Doug Rye, licensed architect and the popular host of the "Home Remedies" radio show

Energy Solutions

Water heaters go smart
Cooperatives begin to promote hybrid units

For years I have been touting the importance of having an efficient water heater. The reason is simple – water heaters use significant amounts of energy, second only to the energy used to heat and cool a home.

Until now, the most efficient water heater on the market was the Marathon and I have sung this product’s praises for many years. Many electric cooperatives have sold the Marathon water heater for years and continue to do so. It is a top-notch product.

Now, General Electric, A.O. Smith and Rheem are offering excellent hybrid electric water heaters. These revolutionary new water heating products use much less electricity. For example the General Electric Hybrid Water Heater uses 62 percent less energy than standard electric units and exceeds Energy Star standards with an incredible Energy Factor of 2.35 or 235 percent efficiency. One of these new water heater units costs around $1,500, but it will save around $320 a year based upon a three-person household. Do the math and you will see there isn’t a long payback.

The hybrid water heaters use advanced heat pump technology and onboard intelligence in conjunction with traditional electric elements. The heat pump is the main way the water is heated, but the traditional elements will activate if the water is used up faster than the heat pump mode can replace. Other features on the GE hybrid water heater include an eHeat mode to maximize savings. Then there is the High Demand mode for when you have guests and need lots of hot water. When you leave for vacation, you can set the heater to turn off while you are gone and turn back on before your return. This is one smart water heater.

Although these heat pump water heaters are very different from standard water heaters, they are easy to install. It fits into a similar footprint as a 50-gallon water heater and uses existing water and electrical connections.

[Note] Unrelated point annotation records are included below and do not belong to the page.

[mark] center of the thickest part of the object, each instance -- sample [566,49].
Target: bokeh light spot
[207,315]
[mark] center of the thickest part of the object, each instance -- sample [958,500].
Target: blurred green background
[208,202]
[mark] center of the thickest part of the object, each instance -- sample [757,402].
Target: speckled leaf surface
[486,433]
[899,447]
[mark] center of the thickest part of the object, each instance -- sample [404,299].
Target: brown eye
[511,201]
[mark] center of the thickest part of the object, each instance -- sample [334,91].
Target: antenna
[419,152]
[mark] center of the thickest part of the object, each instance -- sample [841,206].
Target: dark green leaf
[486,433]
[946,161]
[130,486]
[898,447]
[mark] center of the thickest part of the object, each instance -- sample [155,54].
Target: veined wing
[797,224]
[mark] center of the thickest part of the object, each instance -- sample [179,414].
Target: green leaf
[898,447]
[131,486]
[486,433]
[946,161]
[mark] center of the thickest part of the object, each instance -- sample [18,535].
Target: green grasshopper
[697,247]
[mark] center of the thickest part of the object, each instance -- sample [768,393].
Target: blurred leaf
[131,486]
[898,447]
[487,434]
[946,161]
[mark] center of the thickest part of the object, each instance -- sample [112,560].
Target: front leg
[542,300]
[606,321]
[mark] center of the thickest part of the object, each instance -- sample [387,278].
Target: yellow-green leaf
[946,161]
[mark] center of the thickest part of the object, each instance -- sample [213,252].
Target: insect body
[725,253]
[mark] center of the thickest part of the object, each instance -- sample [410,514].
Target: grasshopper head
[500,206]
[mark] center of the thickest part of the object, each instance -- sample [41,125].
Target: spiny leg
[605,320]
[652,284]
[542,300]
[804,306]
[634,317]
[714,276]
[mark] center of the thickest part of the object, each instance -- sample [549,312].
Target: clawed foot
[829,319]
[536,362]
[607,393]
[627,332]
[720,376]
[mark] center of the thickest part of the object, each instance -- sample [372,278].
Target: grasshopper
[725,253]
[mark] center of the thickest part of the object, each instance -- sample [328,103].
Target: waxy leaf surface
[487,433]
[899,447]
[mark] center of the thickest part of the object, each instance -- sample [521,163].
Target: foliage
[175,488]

I realize this water heater is more costly up-front than the Marathon water heater and certainly more than a standard one. But, the good news is the federal energy efficiency tax credits have been extended, although the credit is now for no more than 10 percent of the costs up

to a maximum of $500. Visit www.energystar.gov for more information. If you are ready to buy one or think you might be, contact your local electric cooperative.

See you next month.


Doug Rye is a licensed architect and the host of the “Home Remedies” radio show. To order Doug’s video or ask energy efficiency-related questions, call Doug at 1-501-653-7931, e-mail info@philliprye.com or go to www.dougrye.com.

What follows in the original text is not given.